During the suspension, Cruise will be able to still operate its vehicles in autonomous mode, but with a human sitting in the driver’s seat to take control whenever something goes awry. That’s a precaution that has allowed dozens of companies to test autonomous driving technology throughout California for years.
While Cruise has been sidelined in San Francisco, another robotaxi operated by Waymo is continuing to give rides throughout the city. Waymo, which began as as secret project within Google more than a decade ago, has been running another robotaxi service in Phoenix for the past three years. Although its robotaxis haven’t been involved in a major accident in San Francisco, Waymo’s vehicles also have come to sudden stops that have backed up traffic in the city.
The California suspension is a significant blow to GM and its ambitious goals for Cruise, which the Detroit automaker has predicted will generate $1 billion in revenue by 2025 — a big jump from Cruise’s revenue of $106 million last year when it also lost nearly $2 billion. Cruise also is testing a robotaxi service in Los Angeles, where protests against it already have been percolating, as well as Phoenix and Austin, Texas.

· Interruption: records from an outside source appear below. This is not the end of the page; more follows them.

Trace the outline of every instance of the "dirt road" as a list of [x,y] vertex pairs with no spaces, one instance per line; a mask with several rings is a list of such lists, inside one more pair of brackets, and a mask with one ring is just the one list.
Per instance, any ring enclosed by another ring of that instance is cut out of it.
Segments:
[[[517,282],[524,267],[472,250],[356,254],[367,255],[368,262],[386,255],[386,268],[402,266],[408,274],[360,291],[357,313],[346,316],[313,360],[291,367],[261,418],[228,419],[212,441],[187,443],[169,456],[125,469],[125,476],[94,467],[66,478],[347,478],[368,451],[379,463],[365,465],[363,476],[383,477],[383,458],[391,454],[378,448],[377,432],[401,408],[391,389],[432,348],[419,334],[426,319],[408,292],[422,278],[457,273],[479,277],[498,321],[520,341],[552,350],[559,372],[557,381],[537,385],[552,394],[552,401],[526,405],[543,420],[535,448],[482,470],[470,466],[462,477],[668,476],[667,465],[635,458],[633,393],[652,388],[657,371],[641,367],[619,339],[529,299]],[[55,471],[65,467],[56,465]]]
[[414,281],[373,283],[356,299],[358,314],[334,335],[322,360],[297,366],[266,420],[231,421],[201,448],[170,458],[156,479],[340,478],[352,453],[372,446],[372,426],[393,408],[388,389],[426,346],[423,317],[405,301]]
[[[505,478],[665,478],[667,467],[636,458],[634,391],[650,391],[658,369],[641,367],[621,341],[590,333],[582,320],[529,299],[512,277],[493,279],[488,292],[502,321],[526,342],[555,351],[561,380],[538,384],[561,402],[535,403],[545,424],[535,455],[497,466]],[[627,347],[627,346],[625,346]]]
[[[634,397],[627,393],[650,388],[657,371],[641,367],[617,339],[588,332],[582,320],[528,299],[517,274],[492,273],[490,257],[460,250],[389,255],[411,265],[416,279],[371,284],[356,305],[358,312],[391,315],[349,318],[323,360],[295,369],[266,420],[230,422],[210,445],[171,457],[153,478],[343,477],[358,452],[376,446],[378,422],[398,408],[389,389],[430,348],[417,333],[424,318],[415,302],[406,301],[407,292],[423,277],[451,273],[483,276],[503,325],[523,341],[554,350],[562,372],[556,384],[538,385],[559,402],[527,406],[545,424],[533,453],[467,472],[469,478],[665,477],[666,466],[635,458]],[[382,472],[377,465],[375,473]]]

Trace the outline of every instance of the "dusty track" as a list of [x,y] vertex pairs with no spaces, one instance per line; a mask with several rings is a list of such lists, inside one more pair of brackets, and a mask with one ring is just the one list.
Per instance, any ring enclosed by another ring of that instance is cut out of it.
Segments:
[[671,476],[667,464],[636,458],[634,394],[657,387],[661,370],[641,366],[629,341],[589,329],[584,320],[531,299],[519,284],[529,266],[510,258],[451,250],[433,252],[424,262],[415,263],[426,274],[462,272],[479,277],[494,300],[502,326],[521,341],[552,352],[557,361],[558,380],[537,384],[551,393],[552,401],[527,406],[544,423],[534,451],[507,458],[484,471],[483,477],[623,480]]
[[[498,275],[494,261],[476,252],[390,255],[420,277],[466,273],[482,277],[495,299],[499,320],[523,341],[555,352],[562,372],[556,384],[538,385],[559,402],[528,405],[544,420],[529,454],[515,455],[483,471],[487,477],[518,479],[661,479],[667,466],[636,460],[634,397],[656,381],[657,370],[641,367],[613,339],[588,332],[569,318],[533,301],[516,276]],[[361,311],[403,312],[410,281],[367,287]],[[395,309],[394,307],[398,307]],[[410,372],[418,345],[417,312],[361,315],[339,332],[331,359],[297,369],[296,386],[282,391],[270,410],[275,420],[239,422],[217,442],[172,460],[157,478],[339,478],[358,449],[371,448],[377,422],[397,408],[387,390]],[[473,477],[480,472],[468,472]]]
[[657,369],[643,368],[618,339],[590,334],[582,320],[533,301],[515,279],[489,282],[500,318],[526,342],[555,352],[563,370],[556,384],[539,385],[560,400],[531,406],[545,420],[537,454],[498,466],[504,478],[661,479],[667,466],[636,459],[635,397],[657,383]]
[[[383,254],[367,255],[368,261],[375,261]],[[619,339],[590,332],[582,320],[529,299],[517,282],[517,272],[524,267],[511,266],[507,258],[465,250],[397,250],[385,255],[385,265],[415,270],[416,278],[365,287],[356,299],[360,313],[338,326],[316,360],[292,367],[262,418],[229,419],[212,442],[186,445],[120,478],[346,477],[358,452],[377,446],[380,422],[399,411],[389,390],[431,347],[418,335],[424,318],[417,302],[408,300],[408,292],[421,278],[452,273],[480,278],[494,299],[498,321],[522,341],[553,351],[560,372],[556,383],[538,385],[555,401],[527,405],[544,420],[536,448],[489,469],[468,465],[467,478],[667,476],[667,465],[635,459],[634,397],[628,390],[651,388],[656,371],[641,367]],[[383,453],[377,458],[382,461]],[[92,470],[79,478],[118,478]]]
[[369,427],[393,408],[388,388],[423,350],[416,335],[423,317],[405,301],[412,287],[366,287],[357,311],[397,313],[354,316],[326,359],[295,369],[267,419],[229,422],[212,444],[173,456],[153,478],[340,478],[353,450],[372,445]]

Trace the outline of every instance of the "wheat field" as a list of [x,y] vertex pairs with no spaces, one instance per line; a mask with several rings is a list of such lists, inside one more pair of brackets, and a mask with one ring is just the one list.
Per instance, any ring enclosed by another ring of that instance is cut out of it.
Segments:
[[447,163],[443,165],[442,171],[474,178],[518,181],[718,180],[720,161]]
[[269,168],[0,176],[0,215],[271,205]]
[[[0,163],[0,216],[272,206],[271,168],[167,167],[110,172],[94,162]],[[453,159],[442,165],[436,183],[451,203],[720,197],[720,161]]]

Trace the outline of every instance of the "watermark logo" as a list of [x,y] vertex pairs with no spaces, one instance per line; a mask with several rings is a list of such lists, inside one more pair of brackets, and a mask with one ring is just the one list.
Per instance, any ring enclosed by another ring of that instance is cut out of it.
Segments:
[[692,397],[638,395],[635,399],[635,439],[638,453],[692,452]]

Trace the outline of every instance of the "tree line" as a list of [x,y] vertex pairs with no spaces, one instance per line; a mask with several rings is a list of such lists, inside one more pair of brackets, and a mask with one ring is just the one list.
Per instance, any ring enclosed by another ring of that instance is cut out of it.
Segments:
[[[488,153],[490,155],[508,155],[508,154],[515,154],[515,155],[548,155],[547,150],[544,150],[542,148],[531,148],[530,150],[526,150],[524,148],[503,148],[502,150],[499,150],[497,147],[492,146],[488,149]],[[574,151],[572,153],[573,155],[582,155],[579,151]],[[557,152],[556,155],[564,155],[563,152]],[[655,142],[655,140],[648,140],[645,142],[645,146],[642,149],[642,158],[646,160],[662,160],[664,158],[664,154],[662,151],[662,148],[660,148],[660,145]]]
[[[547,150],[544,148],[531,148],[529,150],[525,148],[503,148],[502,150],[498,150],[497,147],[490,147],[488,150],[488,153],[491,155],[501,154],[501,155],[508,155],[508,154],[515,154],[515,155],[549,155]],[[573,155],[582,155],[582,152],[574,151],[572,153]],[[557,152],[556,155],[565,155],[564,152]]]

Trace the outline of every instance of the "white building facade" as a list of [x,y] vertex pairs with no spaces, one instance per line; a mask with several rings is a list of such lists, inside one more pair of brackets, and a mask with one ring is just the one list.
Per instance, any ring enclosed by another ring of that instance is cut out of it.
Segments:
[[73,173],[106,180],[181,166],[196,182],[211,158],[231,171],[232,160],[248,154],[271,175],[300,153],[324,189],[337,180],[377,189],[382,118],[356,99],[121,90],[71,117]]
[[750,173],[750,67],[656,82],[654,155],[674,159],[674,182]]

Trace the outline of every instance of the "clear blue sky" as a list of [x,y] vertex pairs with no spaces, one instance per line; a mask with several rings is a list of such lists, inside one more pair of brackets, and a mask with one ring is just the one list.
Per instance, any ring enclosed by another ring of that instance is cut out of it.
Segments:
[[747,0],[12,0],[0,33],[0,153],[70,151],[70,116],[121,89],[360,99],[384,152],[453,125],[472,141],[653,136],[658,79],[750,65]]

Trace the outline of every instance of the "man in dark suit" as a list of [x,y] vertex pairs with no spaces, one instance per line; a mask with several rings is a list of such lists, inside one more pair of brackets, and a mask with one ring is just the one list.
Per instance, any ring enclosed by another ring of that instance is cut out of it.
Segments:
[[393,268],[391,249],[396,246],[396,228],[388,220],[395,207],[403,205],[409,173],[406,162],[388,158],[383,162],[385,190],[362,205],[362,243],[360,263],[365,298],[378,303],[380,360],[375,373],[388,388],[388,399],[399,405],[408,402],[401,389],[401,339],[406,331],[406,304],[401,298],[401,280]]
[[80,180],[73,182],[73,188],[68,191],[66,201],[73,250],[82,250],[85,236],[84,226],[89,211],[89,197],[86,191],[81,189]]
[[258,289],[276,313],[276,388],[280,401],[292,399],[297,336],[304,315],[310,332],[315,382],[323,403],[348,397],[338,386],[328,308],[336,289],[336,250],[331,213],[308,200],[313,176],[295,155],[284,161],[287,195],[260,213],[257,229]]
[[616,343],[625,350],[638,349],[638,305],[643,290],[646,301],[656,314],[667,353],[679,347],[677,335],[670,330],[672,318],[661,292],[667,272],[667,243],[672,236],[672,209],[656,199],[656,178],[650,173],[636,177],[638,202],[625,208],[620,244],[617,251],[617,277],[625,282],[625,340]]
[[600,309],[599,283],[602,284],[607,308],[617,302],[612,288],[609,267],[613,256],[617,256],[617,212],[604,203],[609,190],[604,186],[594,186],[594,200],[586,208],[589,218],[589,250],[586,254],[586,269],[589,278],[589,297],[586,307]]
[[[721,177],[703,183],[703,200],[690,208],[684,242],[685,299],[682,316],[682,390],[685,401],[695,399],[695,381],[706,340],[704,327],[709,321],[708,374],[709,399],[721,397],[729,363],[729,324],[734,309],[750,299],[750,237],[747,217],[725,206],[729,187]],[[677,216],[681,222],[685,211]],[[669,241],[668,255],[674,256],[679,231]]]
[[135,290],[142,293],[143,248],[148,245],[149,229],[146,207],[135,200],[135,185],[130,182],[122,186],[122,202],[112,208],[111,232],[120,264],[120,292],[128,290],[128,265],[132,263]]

In a conference call held Tuesday before California regulators moved against Cruise, GM CEO Mary Barra hailed Cruise and its autonomous vehicles, or AVs, as a big breakthrough in the future of transportation.
“As Cruise continues to push the boundaries and what AV technology can deliver to society, safety is always at the forefront and this is something they are continuously improving,” Barra said.
But Cruise’s robotaxis appeared to be heading in the wrong direction even before Tuesday’s abrupt suspension. After a pod of the vehicles came to an abrupt stop and blocked traffic on a Friday night in a popular San Francisco neighborhood less than 48 hours after they received approval to expand operations in the city, civic leaders initiated a move to revoke the Public Utilities Commission decision that allowed Cruise to charge for driverless rides throughout the city.
The problems that cropped up after that expansion began prompted the DMV initially asked Cruise to cut its driverless fleet in San Francisco in half, a request accepted by the company.
San Francisco City Attorney David Chiu applauded the DMV’s suspension, while calling on the Public Utilities Commission to reconsider its decision that allowed an “unfettered” expansion. He said the commission needs to “come up with a sensible, measured plan for the future based on safety and performance metrics.”